Fri, Mar 22, 2002 - Page 1 News List

TSU says Lee has nothing to hide

SECRET FUNDS Refusing to comment publicly, Lee Teng-hui told TSU confidants that the national security funds he ordered set up were for Taiwan's welfare, not his own

By Lin Mei-chun  /  STAFF REPORTER

TSU legislator Lo Chih-ming, left, yesterday said that former president Lee Teng-hui in a meeting with TSU party Chairman Huang Chu-wen emphasized that the funds in the secret accounts at the National Security Bureau had been used to protect national security.


Former president Lee Teng-hui (李登輝) said he felt no qualms about allegations concerning secret accounts that he had set up at the National Security Bureau (NSB), because he was trying to maintain Taiwan's international status, according to TSU lawmakers.

Meanwhile, the PFP and the TSU traded accusations in the wake of the disclosure as the TSU claimed PFP Chairman James Soong (宋楚瑜) was the mastermind behind the revelation.

PFP lawmakers, however, dubbed the allegation as "illogical and unprofessional."

Declining to comment in public, Lee spoke with TSU Chairman Huang Chu-wen (黃主文) Wednesday after reports in the China Times and Next magazine accused him of illegally using national funds.

"In the face of China's oppression, it is impossible to promote Taiwan's diplomacy in a practical way without the use of secret accounts," Lee was quoted as saying.

"All of the money in the slush fund was used for the country's benefit. I never put one cent into my own pocket. The media should not equate the secret accounts with my personal funds."

The reports cited information believed to have been provided by the NSB's former chief cashier, Colonel Liu Kuan-chun (劉冠軍), who is wanted by authorities for allegedly embezzling NT$192 million.

They claimed that two secret accounts, holding a combined value of NT$3.5 billion, were not subject to legislative monitoring and had in essence become Lee's "private stash" during his presidency.

Lee used the funds to strengthen Taiwan's diplomatic ties, engage in "under-the-table" research on international affairs and send presents to his subordinates, the reports said.

In 1994, the former president agreed to donate US$11 million to South Africa's heavily indebted African National Congress to sustain Taipei-Pretoria ties, according to the reports.

TSU lawmakers yesterday continued to go to bat for Lee, whom they consider their spiritual leader. They said that Soong had manipulated the entire incident to take revenge on Lee, and called on the PFP chairman to stop destabilizing Taiwan's politics.

Once Lee's closest aide, Soong and the former president parted ways after Lee backed Lien Chan (連戰) to run on his ticket in the 2000 presidential election.
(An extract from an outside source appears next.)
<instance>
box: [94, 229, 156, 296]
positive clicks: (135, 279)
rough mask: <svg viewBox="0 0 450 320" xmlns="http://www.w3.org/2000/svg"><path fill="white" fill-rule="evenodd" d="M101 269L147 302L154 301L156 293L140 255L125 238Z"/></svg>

In addition, it is widely believed that Soong is convinced that Lee was responsible for implicating him in the Chung Hsing Bills Finance Case (興票案).

Hsu Den-koun (許登宮), the TSU's legislative whip, said that rumor has it that Soong had been in touch with the fugitive Liu during a recent trip to the US.

While the China Times and Next magazine have admitted to receiving copies of the secret documents, local media reports said PFP lawmakers were also in possession of the secret information.

TSU lawmakers demanded the PFP explain how they obtained the information and name its source.

They said what the media and the PFP have done is to undermine Taiwan's diplomatic ties with other countries and put the lives of intelligence agents at risk.

PFP legislative Diane Lee (李慶安) said the allegations were "ungrounded and unprofessional," and urged the TSU not to make attacks just to "protect their mentor."

PFP lawmakers said that it is the TSU's usual practice to put all the blame on Soong whenever Lee runs into trouble.